The project was developed by researchers and published at the KDD 2023 conference. It was trained on Huawei's Ascend AI processors but can also run on NVIDIA GPUs. The model weights are available for download after submitting a request through the project's website, and the download is around 26 gigabytes.
For everyday use, CodeGeeX is available as a free extension for VS Code and JetBrains IDEs such as IntelliJ IDEA and PyCharm. The extension provides code completion, code explanation, and code summarization directly inside the editor. This means you can install it into the tool you already use to write code and interact with the model without running anything separately.
The repository also includes a benchmark called HumanEval-X, which is a set of 820 hand-written coding problems across five programming languages. Each problem includes tests and a reference solution. The benchmark was created to give researchers a consistent way to measure how well code generation models perform across different languages, not just Python. It is available on the Hugging Face dataset platform.

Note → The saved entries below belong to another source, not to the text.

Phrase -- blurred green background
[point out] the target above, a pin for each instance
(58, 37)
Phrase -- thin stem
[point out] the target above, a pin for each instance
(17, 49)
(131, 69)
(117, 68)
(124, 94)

Model weights can be run with reduced GPU memory requirements through quantization, which the repository describes as dropping from 27GB to 15GB of GPU RAM. A newer version of the model, CodeGeeX2, is also mentioned in the README as a separate release with support for over 100 languages.
Where it fits
- Install the free VS Code or JetBrains extension to get AI-powered code completion inside your existing editor without any local setup.
- Translate a function written in Python into Go, Java, or another language using the model's built-in code translation feature.
- Run CodeGeeX locally on a GPU server after downloading the model weights to get private, self-hosted code generation.
- Use the HumanEval-X benchmark to evaluate and compare code generation models across Python, Java, Go, C++, and JavaScript.